Q3. Will retrying fix it right away?

In mild cases it can, but retrying in the same session tends to make it recur, because the model imitates the broken output (the repetition) that came right before. If you miss twice, don't push it — switching to a new session is the reliable move.

Q4. Will /compact fix it?

It is unreliable. Because /compact summarizes the context and carries the state over, the cause of the repetition can remain. If you want to reset the state, /clear or a new session is more reliable.

Q5. Is this the same bug as the "court/invoke tag leak" article?

They are related but different. This article is the repetition + stream-stall type where "court loops infinitely and finally halts as stalled." The tag-leak type is "a few court or raw invoke tags leak out and the tool call misfires"; for details, see the separate article.

Q6. As a developer, how do I fundamentally prevent it?
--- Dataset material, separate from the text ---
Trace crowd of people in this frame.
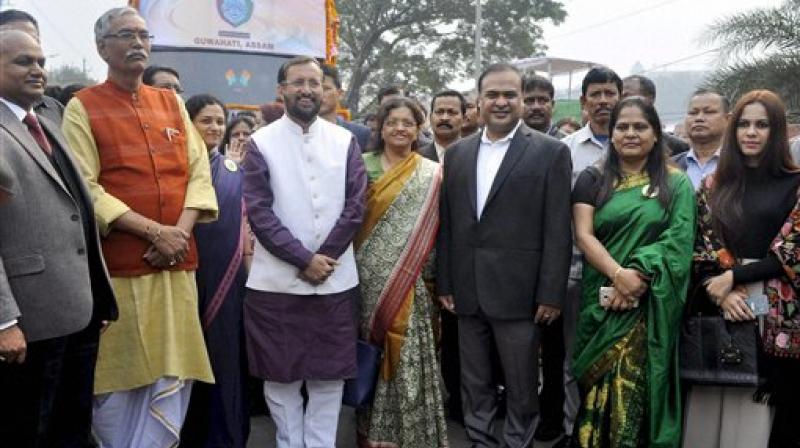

Three things are effective: set a read timeout on streaming, cut off abnormal repetition with repetition detection, and on a partway ending, retry without keeping the broken output in the history. A max_tokens cap also prevents billing and time from running away.

Q7. When is it most likely to happen?

The odds rise with long, multi-day continuous sessions; heavy contexts of hundreds of thousands up to roughly a million tokens; long prose generation right before a tool call; unstable connections over cross-border, home, or tmux links; and long-output tasks. Keeping it short with one task = one session is good prevention.